Nova Scotia

Premier suggests legislative committee meetings are threat to public safety

Nova Scotia Premier Stephen McNeil says he wants government officials focused on reopening the health-care system and economy, not attending monthly committee meetings.

Liberal MLAs have shut down all legislative committees but one since March

Premier Stephen McNeil announced an easing of gathering restrictions on Thursday and plans to open the province to the rest of the country by mid-July. (CBC)

Premier Stephen McNeil suggested Thursday that holding legislative committees right now would put the health and safety of the province at risk.

McNeil made the comments on the same day he announced an easing of public gathering restrictions and plans to open Nova Scotia to visitors from the rest of the country by the middle of July.

"There will be lots of time for [reporters] and the opposition to question [Chief Medical Officer of Health] Dr. [Robert] Strang, and we'll do that," McNeil said. "But I'm not willing, quite frankly, to put at risk the health and well-being of Nova Scotians to satisfy a committee meeting."

Opposition politicians have been critical of the government's decision not to call meetings of the legislature's standing committees on health and public accounts at a time when the health-care system faced a serious threat from COVID-19 and the government has plans to spend hundreds of millions of dollars to help stimulate the economy.
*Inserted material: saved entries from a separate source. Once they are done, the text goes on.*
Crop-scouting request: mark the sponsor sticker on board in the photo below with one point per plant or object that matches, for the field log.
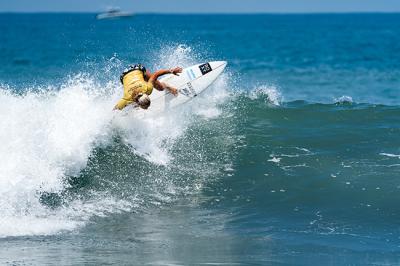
(205, 68)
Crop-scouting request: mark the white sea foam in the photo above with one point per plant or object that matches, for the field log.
(271, 94)
(50, 133)
(344, 99)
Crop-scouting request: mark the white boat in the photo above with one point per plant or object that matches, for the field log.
(114, 13)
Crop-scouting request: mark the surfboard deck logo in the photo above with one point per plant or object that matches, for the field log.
(188, 90)
(205, 68)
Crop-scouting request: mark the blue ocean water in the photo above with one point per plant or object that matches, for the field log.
(291, 157)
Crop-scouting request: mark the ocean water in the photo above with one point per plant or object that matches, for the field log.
(292, 157)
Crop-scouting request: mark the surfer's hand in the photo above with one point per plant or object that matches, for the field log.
(176, 70)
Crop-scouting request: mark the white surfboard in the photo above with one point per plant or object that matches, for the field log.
(190, 83)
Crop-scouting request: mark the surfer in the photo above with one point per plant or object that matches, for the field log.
(139, 83)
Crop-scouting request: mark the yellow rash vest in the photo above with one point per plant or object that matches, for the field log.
(133, 83)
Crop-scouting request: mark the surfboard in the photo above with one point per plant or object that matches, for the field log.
(190, 83)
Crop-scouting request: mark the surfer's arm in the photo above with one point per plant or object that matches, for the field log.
(161, 85)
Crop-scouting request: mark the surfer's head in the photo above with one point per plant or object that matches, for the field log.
(144, 101)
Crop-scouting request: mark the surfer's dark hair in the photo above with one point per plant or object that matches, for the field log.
(132, 68)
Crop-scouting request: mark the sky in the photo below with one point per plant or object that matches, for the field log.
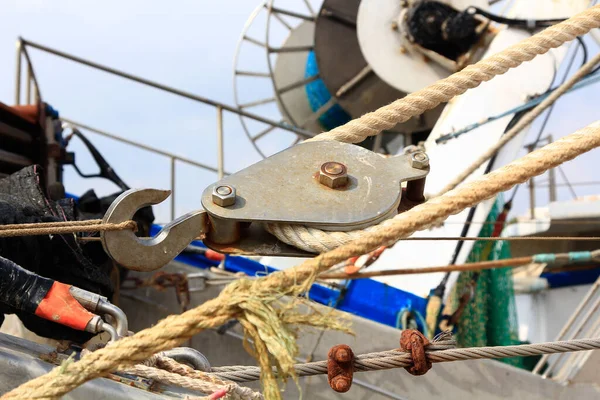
(189, 45)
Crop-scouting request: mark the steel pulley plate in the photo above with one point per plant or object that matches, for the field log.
(257, 241)
(285, 188)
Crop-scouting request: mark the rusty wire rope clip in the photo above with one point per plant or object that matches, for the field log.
(414, 342)
(340, 368)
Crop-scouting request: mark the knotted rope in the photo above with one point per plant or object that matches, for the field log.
(252, 301)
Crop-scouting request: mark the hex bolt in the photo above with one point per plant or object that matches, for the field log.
(419, 160)
(223, 196)
(333, 174)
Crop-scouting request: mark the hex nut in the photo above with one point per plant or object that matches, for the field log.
(333, 175)
(419, 160)
(223, 196)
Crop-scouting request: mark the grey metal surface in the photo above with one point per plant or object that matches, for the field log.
(119, 317)
(20, 362)
(481, 379)
(256, 240)
(285, 187)
(148, 254)
(189, 356)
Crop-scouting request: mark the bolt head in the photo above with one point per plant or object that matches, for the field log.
(333, 174)
(223, 196)
(419, 160)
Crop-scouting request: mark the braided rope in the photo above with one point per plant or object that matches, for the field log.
(522, 124)
(64, 227)
(176, 329)
(235, 391)
(398, 359)
(519, 171)
(318, 241)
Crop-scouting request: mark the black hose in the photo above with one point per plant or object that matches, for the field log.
(20, 288)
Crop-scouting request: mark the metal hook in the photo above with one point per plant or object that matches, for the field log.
(149, 254)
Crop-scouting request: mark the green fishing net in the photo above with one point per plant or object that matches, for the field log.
(490, 318)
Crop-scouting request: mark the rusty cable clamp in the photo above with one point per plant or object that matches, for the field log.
(315, 184)
(340, 360)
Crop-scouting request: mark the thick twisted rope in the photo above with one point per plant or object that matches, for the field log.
(318, 241)
(418, 102)
(63, 227)
(234, 390)
(253, 300)
(398, 359)
(523, 123)
(176, 329)
(548, 157)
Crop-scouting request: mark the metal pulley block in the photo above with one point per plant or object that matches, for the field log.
(326, 185)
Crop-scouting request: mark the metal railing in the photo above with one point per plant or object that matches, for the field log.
(23, 45)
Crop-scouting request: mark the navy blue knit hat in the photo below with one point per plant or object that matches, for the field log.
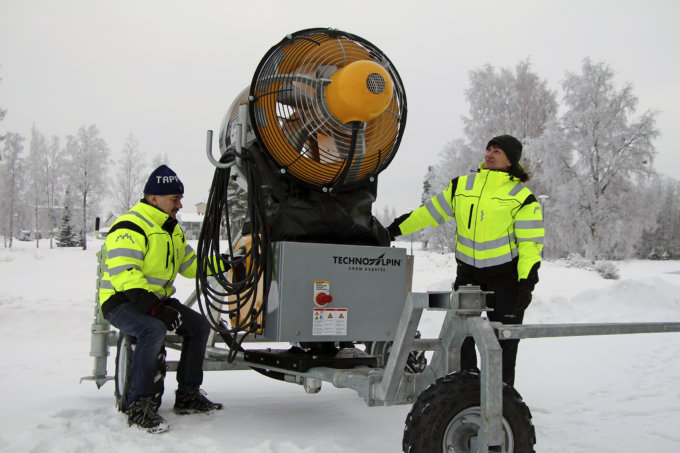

The health committee has not met since February and public accounts has not met since March. No committee has met since then except for the human resources committee, which met late last month via teleconference. It is the only committee the government cannot use its majority to shut down.

Committees aren't the focus right now

Speaking to reporters during a teleconference that was broadcast online, the premier suggested past reporting on the subject has unfairly characterized his government as doing less than other governments, which didn't have as early a spring legislative sitting or don't have majorities.

"That would be open and transparent to the readers and listeners of your shows and articles," he said.

The fact is, however, Nova Scotia remains the only province to not engage in some form of legislative debate about the pandemic since its arrival and the government's subsequent response. The province didn't have its first confirmed case of COVID-19 until about a week after the legislature wrapped in March until the fall.

McNeil said it was important when they made the decision to suspend committees until the fall to allow Strang and other public health and Health Department officials to focus on the pandemic, and now for them to focus on reopening the health-care system as the curve flattens. Nova Scotia has not had a new case of COVID-19 for nine days.

'Paternalistic and out of line'

The premier equated the televised COVID-19 briefings he does — which have been temporarily suspended — with what can be achieved in committee meetings, which typically last about two hours and involve subject matter expert witnesses. By contrast, reporters involved with the premier's briefings get two questions each.

"I'm sure there are many Nova Scotians who are watching this right now who are asking themselves, 'How much more open and transparent could the premier be short of being on this newscast every day?'"

As the curve has flattened, public health restrictions have eased and more and more people return to work, opposition MLAs have made the case that they, too, should be resuming legislative duties.

NDP Leader Gary Burrill says there's no reason why legislative committee meetings can't be held right now. (Craig Paisley/CBC)

The premier disagreed, saying any MLAs who don't have enough to do without committees operating "are not doing a very good job in their own constituencies."

"Go back and do some work and represent and answer the questions of those you represent."

NDP Leader Gary Burrill said the premier's view on committee work is "paternalistic and out of line."

Lessons to be learned

It's condescending to suggest the government doesn't have the ability to attend to public health issues and engage in democracy practices at the same time, he said.

"The province is full of people today who are attending to their work and to their families, to their responsibilities while they deal with the COVID situation. There is no reason in the world why the government can't do the same thing."

Tory Leader Tim Houston said if there is a danger related to committees, it's in them not meeting. The premier's resistance gives the view of a government that doesn't want to be held accountable, he said.

Tory Leader Tim Houston says committee meetings should be held now, especially to look at how Nova Scotia can be better prepared for the arrival of a possible second wave of COVID-19. (CBC)

In the case of the health committee, in particular, Houston said there are a variety of witnesses from within the sector who could be called to talk about how the system has responded to COVID-19, what worked and what needs to be improved ahead of the arrival of a possible second wave of the coronavirus.

"There are lessons that can be learned from what happened at Northwood, what happened across the province and the public health committee is the place for those lessons to be learned," he said. "That's the place for an open format, for the questions to be asked."